Voices different but strong

Published 12:20am Wednesday, September 25, 2013

A while back, I learned about Carly Fleischmann in a piece on television. It was about her life as a person with autism. This bio tells a bit of her story.

“Carly was diagnosed with autism, oral-motor apraxia and cognitive delay as a child. Through years of persistent therapy and hard work, Carly learned to spell and her voice eventually found its way out. Today she types with one finger, and shares the truths and mysteries (as she calls it) of autism.

“Although she still struggles with OCD and communication challenges, Carly has proven that you can’t judge a person by appearance: her IQ has been confirmed to exceed 120 and her ‘inner voice’ is funny, insightful and passionate.”

It was her voice, the words she typed, that captured my attention this morning. Sometimes a comma might be missing, a word or phrase might seem a bit off, but the message is clear.

As I read what she posted today, I remembered hearing people say things to and about my child who has autism. And, I know even if it doesn’t look like she understands, she knows when someone is being unkind. So I’m grateful that Carly speaks for my daughter and for others who can’t speak for themselves.

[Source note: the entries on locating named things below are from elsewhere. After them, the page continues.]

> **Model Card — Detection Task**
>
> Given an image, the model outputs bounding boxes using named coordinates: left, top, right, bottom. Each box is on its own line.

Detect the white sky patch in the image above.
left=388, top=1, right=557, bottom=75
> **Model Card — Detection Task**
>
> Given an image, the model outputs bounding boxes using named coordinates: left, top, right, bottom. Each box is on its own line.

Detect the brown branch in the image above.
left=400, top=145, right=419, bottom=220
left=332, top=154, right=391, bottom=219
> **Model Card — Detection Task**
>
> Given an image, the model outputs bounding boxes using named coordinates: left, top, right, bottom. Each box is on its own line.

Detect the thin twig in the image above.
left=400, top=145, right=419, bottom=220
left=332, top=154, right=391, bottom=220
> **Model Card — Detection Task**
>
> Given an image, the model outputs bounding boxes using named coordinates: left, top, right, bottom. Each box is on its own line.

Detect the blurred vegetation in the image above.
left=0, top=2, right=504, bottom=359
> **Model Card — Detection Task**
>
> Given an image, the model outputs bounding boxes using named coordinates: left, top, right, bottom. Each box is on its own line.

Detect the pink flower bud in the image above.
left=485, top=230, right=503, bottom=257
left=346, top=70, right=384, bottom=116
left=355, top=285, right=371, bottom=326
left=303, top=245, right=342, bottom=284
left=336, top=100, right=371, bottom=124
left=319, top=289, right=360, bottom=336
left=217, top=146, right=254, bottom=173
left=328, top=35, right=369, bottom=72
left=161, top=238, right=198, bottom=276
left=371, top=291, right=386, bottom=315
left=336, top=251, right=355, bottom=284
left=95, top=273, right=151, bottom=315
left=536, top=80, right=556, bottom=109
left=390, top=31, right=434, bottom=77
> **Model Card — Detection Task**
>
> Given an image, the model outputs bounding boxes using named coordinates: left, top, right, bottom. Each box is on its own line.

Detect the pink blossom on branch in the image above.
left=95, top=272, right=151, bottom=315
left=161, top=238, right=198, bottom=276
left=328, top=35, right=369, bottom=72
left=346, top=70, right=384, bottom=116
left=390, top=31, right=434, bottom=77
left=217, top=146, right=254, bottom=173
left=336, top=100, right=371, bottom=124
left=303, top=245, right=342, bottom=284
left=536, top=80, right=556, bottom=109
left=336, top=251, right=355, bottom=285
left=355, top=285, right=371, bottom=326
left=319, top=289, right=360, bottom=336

National Anti Bullying Month arrives in October, so I want to share some of Carly’s words hoping they help my child and others like her find more understanding in world that is often less than kind to those who wear the label “different.”

 

My voice is strong

My voice is weak

My voice is loud

My voice is soft

My voice is heard

My voice is missed

 

However now I know I’ve got a gift. For it’s not the sound that comes out of my voice but the fact that people know I can make a choice.

Society has taught us that it’s okay to judge people from the outside and not look for the true beauty on the inside. However today I feel for the first time this might change.

For the first time anti bullying laws for people with special needs have made the senate floor. This is showing people that it’s not okay to make fun of or put down someone who is different.

Being different is okay. Being allowed to be different is amazing.

Steve Jobs was different. If people would’ve told him not to think the way he did we would never of had technology the way we do now. Albert Einstein was different. Teachers called them stupid and dumb when you like to see the look on his teacher’s face when he wrote e equals MC Square for the first time?

Although there are few studies on the connection between bullying and developmental disabilities, the ones that do exist found that children with disabilities are two to three times more likely to be bullied than those without disabilities. Often, the bullying a child with special needs experiences is directly related to their special need or disabilities.

In fact, one study shows 60 percent of students with disabilities report being bullied regularly compared with 25 percent of all students.

Again, Carly speaks for those who can’t always speak for themselves. I hope her message reaches a large audience.

 

Our voice is loud

Our voice is strong

Our voice is many

And today our voice is about to be heard

 

We have all been told we are different one time in our lives. Today is our time to say it’s okay that we’re different. Today we are going to pass this message on with social media to our friends and ask them to pass it onto their friends to show them that different isn’t so bad. We are all DIFFERENT.

My name is Carly Fleischmann and I can’t speak out of my mouth but I can type words that make people have emotions and I’m able to tell you that just because you have a special need doesn’t mean that you don’t bleed.”